ESP Workload Automation

  • 1.  IBM's Tivoli

    Posted Mar 14, 2010 06:26 AM
    Not sure If I did this right the first time or not or if nobody has any experience with this scheduline package. Anyway I'm try the post again. Any insight would be much appreciated. Thanks.   Has anyone had any experiences with IBM's scheduling package called Tivoli. Could you share any  opinions ,good or bad? How does it stack up as far ESP goes? Any information would be helpful.
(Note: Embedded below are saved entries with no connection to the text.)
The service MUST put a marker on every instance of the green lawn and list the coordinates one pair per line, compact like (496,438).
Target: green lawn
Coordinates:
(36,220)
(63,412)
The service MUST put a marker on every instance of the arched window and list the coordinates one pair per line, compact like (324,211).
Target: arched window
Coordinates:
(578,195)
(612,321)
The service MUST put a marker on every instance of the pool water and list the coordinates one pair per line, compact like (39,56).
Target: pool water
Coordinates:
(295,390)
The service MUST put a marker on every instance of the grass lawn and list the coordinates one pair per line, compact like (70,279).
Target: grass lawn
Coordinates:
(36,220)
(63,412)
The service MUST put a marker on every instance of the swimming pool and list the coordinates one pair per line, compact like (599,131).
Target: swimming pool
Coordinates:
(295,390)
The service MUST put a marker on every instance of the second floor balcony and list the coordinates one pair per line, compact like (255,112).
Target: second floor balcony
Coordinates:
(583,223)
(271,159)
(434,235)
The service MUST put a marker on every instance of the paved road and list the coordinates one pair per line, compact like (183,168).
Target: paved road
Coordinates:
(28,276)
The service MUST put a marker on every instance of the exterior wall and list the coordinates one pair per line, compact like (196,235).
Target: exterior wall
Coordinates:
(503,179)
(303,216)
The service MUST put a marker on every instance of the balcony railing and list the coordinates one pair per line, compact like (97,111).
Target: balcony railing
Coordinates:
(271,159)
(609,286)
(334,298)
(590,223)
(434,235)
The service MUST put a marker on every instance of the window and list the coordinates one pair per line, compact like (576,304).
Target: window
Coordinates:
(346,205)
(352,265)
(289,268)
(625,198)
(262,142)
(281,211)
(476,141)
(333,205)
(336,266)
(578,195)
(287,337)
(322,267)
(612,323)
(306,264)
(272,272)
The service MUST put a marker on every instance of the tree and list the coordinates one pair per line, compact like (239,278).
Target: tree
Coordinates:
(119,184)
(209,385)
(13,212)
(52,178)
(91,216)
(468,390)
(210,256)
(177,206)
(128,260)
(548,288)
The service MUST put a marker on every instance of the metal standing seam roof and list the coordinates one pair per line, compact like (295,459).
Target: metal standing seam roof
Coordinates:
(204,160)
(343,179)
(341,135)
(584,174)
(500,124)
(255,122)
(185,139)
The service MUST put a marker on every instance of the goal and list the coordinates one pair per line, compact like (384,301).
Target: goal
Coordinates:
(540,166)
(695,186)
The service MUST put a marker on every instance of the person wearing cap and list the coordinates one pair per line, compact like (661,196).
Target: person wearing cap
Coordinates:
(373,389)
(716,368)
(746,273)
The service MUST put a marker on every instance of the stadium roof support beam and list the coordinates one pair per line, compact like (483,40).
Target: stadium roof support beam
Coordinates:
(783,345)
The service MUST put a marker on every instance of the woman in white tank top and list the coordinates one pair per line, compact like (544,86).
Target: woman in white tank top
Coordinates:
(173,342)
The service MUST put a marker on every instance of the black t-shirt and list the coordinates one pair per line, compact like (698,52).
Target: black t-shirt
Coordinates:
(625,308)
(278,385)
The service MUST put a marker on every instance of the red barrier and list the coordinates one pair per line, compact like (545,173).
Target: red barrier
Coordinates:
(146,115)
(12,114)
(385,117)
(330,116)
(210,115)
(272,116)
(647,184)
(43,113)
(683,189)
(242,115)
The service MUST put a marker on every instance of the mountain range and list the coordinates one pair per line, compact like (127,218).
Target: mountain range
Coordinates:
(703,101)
Thanks.


  • 2.  Re: IBM's Tivoli

    Posted Mar 16, 2010 11:38 AM
    Ed,  We use both in our shop today for different customers (along with some other scheduling packages, too).  They are quite different.  TWS (formerly OPC) is very much in a class by itself on a number of points.  In ESP, the majority of the definitions are handled via Rexx-based logic in the JOBPROC members.  A lot of flexibility.  TWS is extremely rigid by comparison.  Everything is nested in layers and layers of online panels.  The way the schedules actually process are polar opposites.  ESP is driven by dynamic events.  TWS has a layered approach of the application definitions, long term plans and current plans, the different plan phases managed by batch-loaded scans.    That's just a high-level look at a few of the top items.  From there you can go deeper.  Even from what I hit, there are variations and other functionalities.  We'd go on forever.  I'm not saying one is good or bad.  It's a matter of need.  Some environments need a very strict and structured architecture to handle processing, others do better handled in a more free-form manner.  From a purely personal standpoint, if I were dealing with a choice situation and had to pick between ESP and TWS, I'd go with ESP.  My overall top preference is with one of the other schedulers we use here, but ESP is still up there on the list - #2 or #3, depending on what day you ask me.  TWS is lower for us, but again, it depends on what you're needing to do.  In our shop right now we use five different mainframe scheduling tools, including ESP and TWS.  Of course, we have the impossible dream of wishing someone could take all the features we like best and come up with some hybrid super-scheduler that catches it all and eliminates all the stuff we don't want.  Never gonna happen, but it's nice to dream.  Eric


  • 3.  Re: IBM's Tivoli

    Posted Mar 30, 2010 05:50 AM
    Eric,If you don't mind me asking, what is your number  1 choice, as far as scheduling tools you use?    I used to use TWS a long time ago, before we converted to ESP, and I didn't care for it much, but I am more experienced in ESP, and I enjoy the flexibility it provides.   I didn't like the long term plan (esp's simulate) and the panel driven scheduling was cumbersome.    If you like panels, and a database scheduler, TWS is not bad, again, depends on how you need to use your scheduler.